Skilled Nursing Facilities – For most people, long-term care is synonymous with “nursing
home care.” When patients are no longer able to care for themselves, a skilled nursing facility provides round-the-clock care and assistance with activities of daily living. Most facilities today offer far more than just quality nursing care. Additional services may include sub-acute rehabilitation, dementia care, respiratory therapy and psychiatric support. They also offer a full range of social and recreational activities to enrich and enhance the lives of the residents.

Specialty Care – Programs designed specifically for people with Alzheimer’s disease and other forms of dementia are available through certain residential skilled nursing facilities. Dedicated units, wings or free-standing facilities offer a safe and secure setting for care. A specially trained staff provide health care support and supervision.

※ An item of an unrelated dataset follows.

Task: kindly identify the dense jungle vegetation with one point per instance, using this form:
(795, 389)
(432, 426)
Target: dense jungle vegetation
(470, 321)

Structured activities are designed to stimulate and encourage residents to function at their highest possible level.

Paying for Long-Term Care
There are four basic ways to pay for long-term care:

1. Medicare. Medicare is a federal health insurance program divided into two parts. Part A pays for inpatient hospital services, care in a sub-acute rehabilitation facility, skilled nursing services in a nursing home for a limited period of time, home health services*, and hospice care. Medicare Part B pays for physician services, outpatient hospital care, medical equipment and other health services. Eligibility for Medicare is not based on financial need and is open to nearly all seniors. (*There are various levels of Home Health Care, some are covered by Medicare and some by Medicaid.)

2. Medicaid. Medicaid is a combined state and federal program that pays most nursing home costs for people with limited incomes. The program has limitations as to the amount of assets the patient may own and the income he or she may receive each month and still be eligible.

3. Private Pay. Insurance experts estimate that about one-third of all long-term care is paid for by individuals from their own funds. These “private pay” sources include savings, investments, pension plans, employee stock ownership plans, single premium annuities and cash value of life insurance polices.

4. Long-Term Care Insurance. Given the increasingly high cost of health care, long-term care insurance is becoming more popular as a way to help defray future costs and alleviate anxiety. Policies must be purchased prior to needing long-term care, as eligibility is based on current health. If you are already a candidate for long-term care, you may not qualify for coverage. Premiums are based on age, health and the type of plan purchased. Most financial planners recommend that long-term care insurance be purchased when people are in their late 50s to early 60s, when premiums are more affordable.